When I was in grad school they used to always tell us that architects are a leading indicator for the development business. Because if architects are getting fewer jobs/billings, it means that at some point in the future there will be fewer construction starts and then fewer completions. And not surprisingly, that is what we are seeing happening right now. Below is the latest data from the AIA/Deltek Architecture Billings Index (via Bloomberg).
Billings, inquiries (an even earlier leading indicator for billings), and design contracts are down:

And it seems to be most pronounced in the West and the Northeast:

This is always something to watch if you want to try and forecast where hard costs might be going and what completions might look like in the next few years.
Reading Howard Marks' investment memos is up there with reading Paul Graham's essays. You just need to do it. Howard's latest is about "taking the temperature" of the market and I think you'll find the lessons invaluable for everything from equities to residential real estate.

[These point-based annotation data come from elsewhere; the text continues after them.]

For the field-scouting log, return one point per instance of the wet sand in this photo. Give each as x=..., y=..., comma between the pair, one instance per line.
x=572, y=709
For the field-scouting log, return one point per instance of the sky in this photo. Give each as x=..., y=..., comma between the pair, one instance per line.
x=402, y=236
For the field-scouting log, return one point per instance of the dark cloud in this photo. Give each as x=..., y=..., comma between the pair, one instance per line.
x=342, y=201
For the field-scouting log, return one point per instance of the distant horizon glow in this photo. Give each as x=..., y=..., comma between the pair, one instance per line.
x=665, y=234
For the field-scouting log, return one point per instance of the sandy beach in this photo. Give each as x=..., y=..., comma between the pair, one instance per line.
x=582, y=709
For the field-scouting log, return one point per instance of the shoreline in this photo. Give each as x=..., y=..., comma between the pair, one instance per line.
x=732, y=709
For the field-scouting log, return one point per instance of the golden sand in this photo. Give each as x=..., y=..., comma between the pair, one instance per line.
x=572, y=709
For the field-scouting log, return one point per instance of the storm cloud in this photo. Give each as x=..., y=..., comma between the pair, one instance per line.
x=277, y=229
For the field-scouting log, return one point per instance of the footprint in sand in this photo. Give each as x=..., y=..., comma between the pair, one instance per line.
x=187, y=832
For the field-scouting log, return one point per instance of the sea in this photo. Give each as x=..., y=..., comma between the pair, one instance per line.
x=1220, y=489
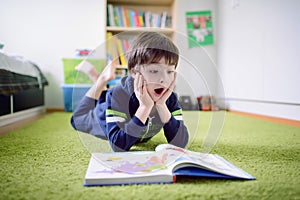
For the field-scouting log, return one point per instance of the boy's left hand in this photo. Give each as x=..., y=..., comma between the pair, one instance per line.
x=168, y=92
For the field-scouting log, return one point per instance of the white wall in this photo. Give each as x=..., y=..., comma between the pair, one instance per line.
x=256, y=47
x=45, y=31
x=258, y=56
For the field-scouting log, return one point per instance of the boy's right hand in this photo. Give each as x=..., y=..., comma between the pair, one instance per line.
x=141, y=92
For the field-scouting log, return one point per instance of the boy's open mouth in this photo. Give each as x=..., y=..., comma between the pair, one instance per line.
x=159, y=91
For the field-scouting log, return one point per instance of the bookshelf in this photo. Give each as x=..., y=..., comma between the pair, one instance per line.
x=126, y=18
x=145, y=7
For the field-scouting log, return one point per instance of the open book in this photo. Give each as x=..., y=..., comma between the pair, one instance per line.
x=159, y=166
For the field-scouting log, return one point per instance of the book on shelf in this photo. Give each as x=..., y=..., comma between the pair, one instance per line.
x=160, y=166
x=124, y=17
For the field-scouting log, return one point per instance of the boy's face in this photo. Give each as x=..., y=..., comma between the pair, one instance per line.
x=159, y=77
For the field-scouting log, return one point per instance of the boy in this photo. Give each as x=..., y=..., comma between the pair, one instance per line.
x=142, y=104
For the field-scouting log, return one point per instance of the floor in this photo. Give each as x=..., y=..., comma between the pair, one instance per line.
x=10, y=127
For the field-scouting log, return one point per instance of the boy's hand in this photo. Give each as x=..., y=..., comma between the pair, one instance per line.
x=161, y=106
x=167, y=94
x=141, y=92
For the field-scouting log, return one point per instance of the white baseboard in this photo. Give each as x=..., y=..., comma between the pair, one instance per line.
x=17, y=116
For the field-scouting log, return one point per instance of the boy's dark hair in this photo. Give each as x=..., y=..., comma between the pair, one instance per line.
x=151, y=47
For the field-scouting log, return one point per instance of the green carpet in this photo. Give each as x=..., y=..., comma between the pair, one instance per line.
x=47, y=160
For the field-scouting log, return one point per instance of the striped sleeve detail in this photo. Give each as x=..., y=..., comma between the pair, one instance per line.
x=115, y=116
x=177, y=114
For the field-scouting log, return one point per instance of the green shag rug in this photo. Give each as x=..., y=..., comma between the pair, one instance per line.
x=47, y=160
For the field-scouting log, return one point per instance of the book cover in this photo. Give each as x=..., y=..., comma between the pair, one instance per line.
x=159, y=166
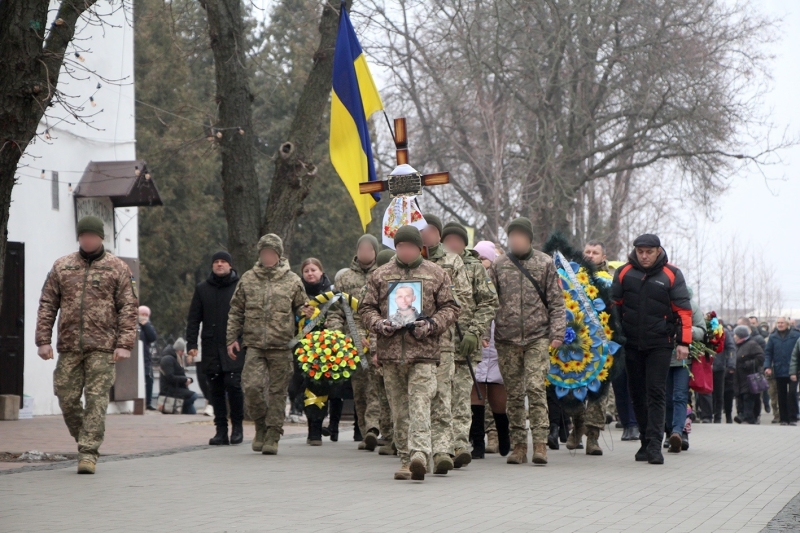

Here's an excerpt that I liked:
We don’t say, “It’s cheap today, but it’ll be cheaper in six months, so we’ll wait.” If it’s cheap, we buy. If it gets cheaper and we conclude the thesis is still intact, we buy more. We’re much more afraid of missing a bargain-priced opportunity than we are of starting to buy a good thing too early. No one really knows whether something will get cheaper in the days and weeks ahead – that’s a matter of predicting investor psychology, which is somewhere between challenging and impossible. We feel we’re much more likely to correctly gauge the value of individual assets.
These are investing words to live by. Avoid your own emotionality and value the asset. If it's not cheap, don't buy it. If it's cheap, buy it. Then take a long-term view. It all sounds simple enough, but it's clearly not so easy. And that's why we have extreme highs and extreme lows in the market.
Eighteen months ago, everyone wanted to buy residential real estate. Today, prices are lower, but fewer people want to buy residential real estate. Part of this is obviously because of interest rates. But part of it is also just because of emotion.